O diretor-geral da Polícia Federal, Andrei Rodrigues, disse nesta quarta-feira (29/10) que a Superintendência da Polícia Federal (PF) do Rio de Janeiro foi consultada pela inteligência da Polícia Militar do estado sobre a megaoperação realizada nos complexos do Alemão e da Penha nessa terça-feira (28/10), mas a corporação avaliou que a ação “não era razoável”.

“Essa é uma operação do estado do Rio de Janeiro, e nós não fomos comunicados que seria deflagrada nesse momento. Houve um contato anterior, do pessoal da inteligência da Polícia Militar com a nossa unidade do Rio de Janeiro, para ver se haveria alguma possibilidade de atuarmos em algum ponto nesse contexto. A partir da análise do planejamento operacional, a nossa equipe entendeu que não era uma operação razoável para que a gente participasse”, afirmou o diretor-geral da PF.

De acordo com o ministro da Justiça, Ricardo Lewandowski, não houve comunicação formal sobre a megaoperação, que resultou em pelo menos 119 mortes, segundo as forças policiais, e já é considerada a mais letal do estado.

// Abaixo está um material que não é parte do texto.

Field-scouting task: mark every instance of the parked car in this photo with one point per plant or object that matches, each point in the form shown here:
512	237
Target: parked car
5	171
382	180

A PF teria sido comunicada de “alguns detalhes, dos planos que estavam sendo engendrados no Rio de Janeiro”.

Mais cedo, a Defensoria Pública do Rio de Janeiro havia informado que a operação deixou 132 mortos.

“Houve um contato no nível operacional, informando que haveria uma grande operação e [questionando] se a Polícia Federal teria alguma possibilidade de atuação na sua área, no seu papel. […] A partir dessa análise geral, entendemos que não era o modo que a Polícia Federal atua, o modo de fazer operações”, explicou Andrei.

Segundo o diretor-geral da corporação, a Superintendência do Rio entendeu que a PF não tinha atribuição legal para participar da megaoperação.

“Naquela operação, que é do estado, tinha mais de 100 mandados para cumprir do estado do Rio, e nós não teríamos nenhuma atribuição legal para participar; portanto, não fazia sentido nossa participação”, completou Andrei.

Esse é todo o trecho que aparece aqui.